Conversion from a cyclosporine- to a tacrolimus-based maintenance immunosuppressive regimen is an effective approach for managing persistent or recurrent allograft rejection after lung transplantation.

摘要

背景

由于急性排斥反应的严重程度、发生频率和持续时间与慢性移植物排斥反应的风险相关,控制持续性或复发性急性排斥反应至关重要。他克莫司在其他实体器官移植中治疗顽固性排斥反应有效,在肺移植中的初步经验也很乐观。本研究分析了肺移植受者从基于环孢素的免疫抑制方案转换为基于他克莫司的免疫抑制方案对持续性或复发性急性排斥反应的影响。

方法

回顾性分析14例因持续性或复发性、经活检证实的急性排斥反应而从环孢素转换为他克莫司维持免疫抑制治疗的肺移植受者急性排斥反应的发生率和严重程度。

结果

受者在从环孢素转换为他克莫司之前平均接受了2.6次急性排斥反应治疗,3例受者接受了OKT3治疗疗程。
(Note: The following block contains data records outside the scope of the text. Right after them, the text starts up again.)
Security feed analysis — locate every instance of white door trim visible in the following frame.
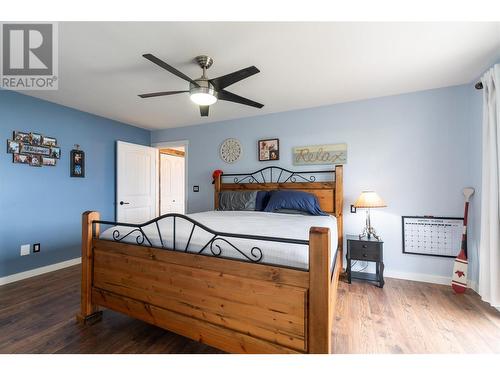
[151,139,189,213]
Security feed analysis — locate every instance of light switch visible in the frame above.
[21,245,31,256]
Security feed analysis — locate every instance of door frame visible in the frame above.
[115,139,160,221]
[151,139,189,213]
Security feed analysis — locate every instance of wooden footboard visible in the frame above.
[78,212,342,353]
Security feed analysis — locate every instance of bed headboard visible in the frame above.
[214,165,344,251]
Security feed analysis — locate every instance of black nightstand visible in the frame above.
[346,234,384,288]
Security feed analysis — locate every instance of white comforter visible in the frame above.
[100,211,338,270]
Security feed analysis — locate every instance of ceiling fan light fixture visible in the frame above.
[189,92,217,105]
[189,85,217,105]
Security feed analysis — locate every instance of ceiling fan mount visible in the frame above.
[139,53,264,116]
[194,55,214,69]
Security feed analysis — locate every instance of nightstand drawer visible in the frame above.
[348,241,382,262]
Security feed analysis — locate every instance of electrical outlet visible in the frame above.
[21,245,31,256]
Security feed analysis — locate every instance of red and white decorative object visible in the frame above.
[451,188,474,293]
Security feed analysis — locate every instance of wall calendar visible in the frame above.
[402,216,463,258]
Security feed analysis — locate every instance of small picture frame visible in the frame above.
[70,149,85,178]
[258,138,280,161]
[42,136,57,147]
[42,156,57,167]
[7,139,21,154]
[30,133,42,146]
[30,155,42,167]
[12,131,31,143]
[12,154,31,164]
[49,147,61,159]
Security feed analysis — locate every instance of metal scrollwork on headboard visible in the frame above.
[93,214,309,263]
[221,166,335,184]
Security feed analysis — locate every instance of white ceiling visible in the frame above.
[23,22,500,129]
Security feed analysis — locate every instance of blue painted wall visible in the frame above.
[151,85,478,281]
[0,90,150,277]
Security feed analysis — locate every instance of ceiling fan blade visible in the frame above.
[209,66,260,90]
[200,105,209,117]
[142,53,199,87]
[139,90,189,98]
[217,90,264,108]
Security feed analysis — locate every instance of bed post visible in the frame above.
[335,165,344,272]
[76,211,102,323]
[214,175,222,210]
[307,227,333,354]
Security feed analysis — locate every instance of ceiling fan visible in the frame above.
[139,53,264,116]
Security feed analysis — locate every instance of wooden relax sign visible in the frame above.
[293,143,347,165]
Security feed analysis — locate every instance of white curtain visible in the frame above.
[479,64,500,308]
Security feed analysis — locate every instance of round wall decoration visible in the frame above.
[220,138,242,163]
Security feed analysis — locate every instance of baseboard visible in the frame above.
[384,269,477,292]
[0,257,82,285]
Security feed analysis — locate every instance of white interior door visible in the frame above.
[160,154,185,215]
[116,141,158,223]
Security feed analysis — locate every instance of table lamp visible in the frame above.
[354,191,387,240]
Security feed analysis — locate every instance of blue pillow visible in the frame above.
[255,190,271,211]
[264,190,328,216]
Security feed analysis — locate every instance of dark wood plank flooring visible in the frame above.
[0,266,500,354]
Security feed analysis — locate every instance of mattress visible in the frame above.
[100,211,338,270]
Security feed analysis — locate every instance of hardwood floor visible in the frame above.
[0,266,500,353]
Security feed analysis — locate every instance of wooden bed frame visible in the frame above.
[77,166,343,353]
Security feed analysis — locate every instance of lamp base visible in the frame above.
[359,227,380,241]
[359,209,380,241]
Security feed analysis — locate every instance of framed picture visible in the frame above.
[12,131,31,143]
[42,156,57,167]
[70,150,85,178]
[42,136,57,147]
[7,140,21,154]
[49,147,61,159]
[30,133,42,146]
[30,155,42,167]
[12,154,31,164]
[259,138,280,161]
[21,143,51,156]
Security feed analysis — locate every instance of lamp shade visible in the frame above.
[354,191,387,208]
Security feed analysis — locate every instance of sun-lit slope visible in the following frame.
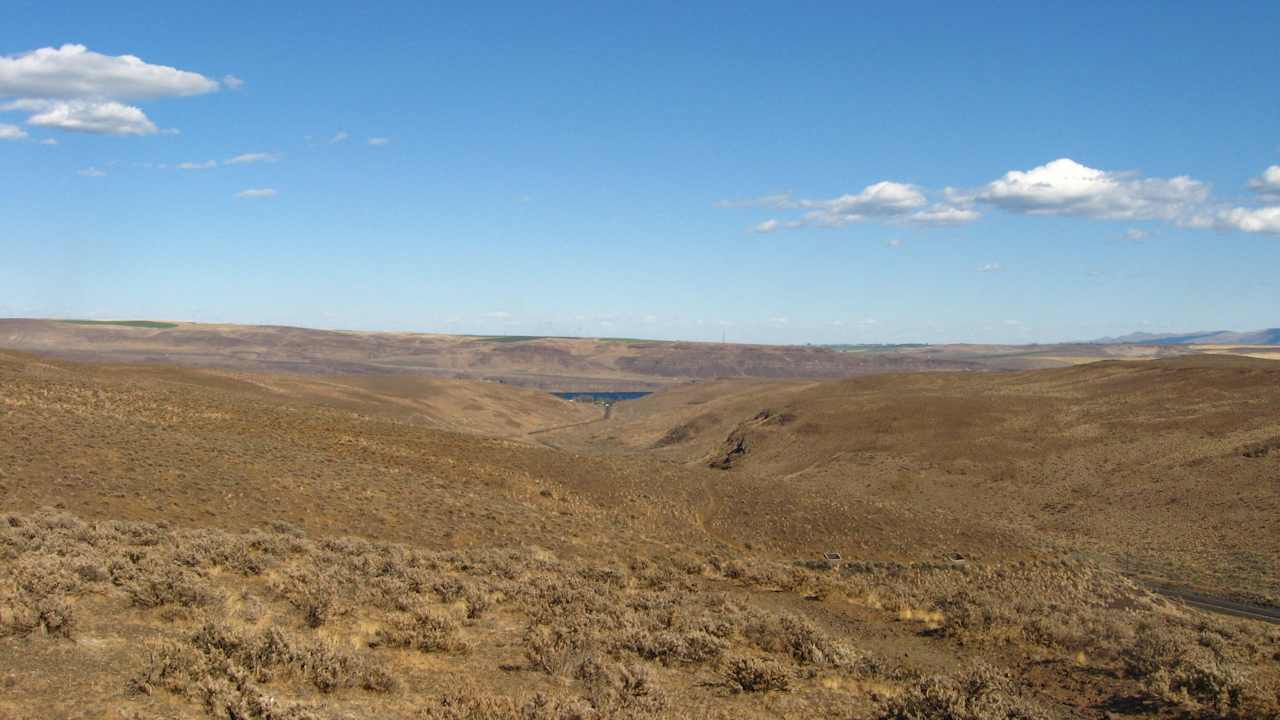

他克莫司治疗在移植后238±180天开始,他克莫司治疗的平均随访期为330±201天。从环孢素转换为他克莫司后,每位受者的急性排斥反应发作次数减少(4.3±2.1至0.4±0.5;p = 0.0001),平均排斥反应组织学分级降低(1.3±0.4至0.3±0.4;p = 0.0001),急性排斥反应发生率下降(每100患者日2.4±1.5至0.1±0.3次发作;p = 0.0001)。

结论

从基于环孢素的维持免疫抑制方案转换为基于他克莫司的方案是治疗肺移植后持续性或复发性移植物排斥反应的有效方法。